To determine whether the high number of integration sites in specific groups of transcription units such as cancer-associated genes was due to targeted integration, we normalized the number of integration sites in each transcription unit by the length. By analyzing the top 1000 transcription units based on integration sites per kilobase, cancer-associated genes, histone methyltransferases, and splicing-associated genes were still favored (Supplemental Tables S3, S4). This shows that HIV-1 integration favors cancer-associated genes with enrichment levels as much as fourfold.
LEDGF causes integration to favor the 5′ end of transcription units
We examined how HIV-1 integration sites were distributed within transcription units by dividing RefSeq transcription units into 15 equal segments (bins) and tabulating the integration sites within each bin (Fig. 1A). Intergenic integration sites were displayed in 500-base-pair (bp) segments either upstream of or downstream from transcription units, depending on whether the integration sites were nearer to the 5′ or 3′ ends of transcription units. Seventy-two percent of the 961,274 integration sites mapped within transcription units and the integration sites had a strong 5′ bias. No such bias was observed in a matched random control (MRC) set of insertions generated in silico (Materials and Methods) to simulate random insertions (Fig. 1B; Berry et al. 2006). Because the integration site libraries were generated from MseI-digested DNA, this random library was designed so that the sites matched the distances to MseI sites seen in the actual integration site library. Forty-one percent of randomly generated MRC insertions occurred in transcription units, a number similar to the fraction of the genome that lies within the known Pol II transcription units. In the HEK293T library, there was an obvious reduction in the number of integrations in the region between 500 and 1500 bp upstream of transcription units, which was not seen in the MRC library. (Fig. 1, A vs. B).

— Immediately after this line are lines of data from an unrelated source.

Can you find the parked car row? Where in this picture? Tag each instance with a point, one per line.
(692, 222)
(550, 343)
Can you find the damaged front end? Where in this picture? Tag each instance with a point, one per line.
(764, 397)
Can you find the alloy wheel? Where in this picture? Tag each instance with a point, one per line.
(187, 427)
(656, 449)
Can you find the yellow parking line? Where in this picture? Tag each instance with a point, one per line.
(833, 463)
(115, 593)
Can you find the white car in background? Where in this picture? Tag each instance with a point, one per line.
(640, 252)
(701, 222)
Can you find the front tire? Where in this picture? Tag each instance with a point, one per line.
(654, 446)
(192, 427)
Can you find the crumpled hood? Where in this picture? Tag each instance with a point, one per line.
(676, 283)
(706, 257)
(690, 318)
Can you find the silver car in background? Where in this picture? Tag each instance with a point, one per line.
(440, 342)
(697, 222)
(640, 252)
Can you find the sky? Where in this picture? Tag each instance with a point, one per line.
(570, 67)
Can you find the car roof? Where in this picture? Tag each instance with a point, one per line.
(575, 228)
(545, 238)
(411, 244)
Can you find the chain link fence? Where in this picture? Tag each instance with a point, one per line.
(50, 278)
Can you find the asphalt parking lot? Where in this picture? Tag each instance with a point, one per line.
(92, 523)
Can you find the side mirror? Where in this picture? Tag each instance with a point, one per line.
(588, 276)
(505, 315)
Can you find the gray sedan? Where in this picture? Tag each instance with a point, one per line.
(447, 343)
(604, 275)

The availability of previously published HIV-1 integration data in mouse embryonic fibroblasts (MEFs) allowed us to compare the data that we obtained from infected HEK293T cells with data for HIV-1 integration in cells from a different species to see whether there was the same strong bias for the 5′ end of transcription units (Wang et al. 2012). The bias for preferential integration near the 5′ end of Pol II transcription units was apparent in the MEF cells (Fig. 1C) and, more importantly, was absent in cells lacking LEDGF (Fig. 1D). Broadly speaking, the distribution of integration sites in MEF cells lacking LEDGF was similar to the MRC sites (Fig. 1B); however, there was a strong bias for integration in the extreme 5′ end of transcription units. Very similar integration site distribution patterns were seen in two other independently generated HIV-1 integration site libraries generated from infected MEFs that did or did not express LEDGF (Supplemental Figs. S2, S3; Wang et al. 2012; Koh et al. 2013).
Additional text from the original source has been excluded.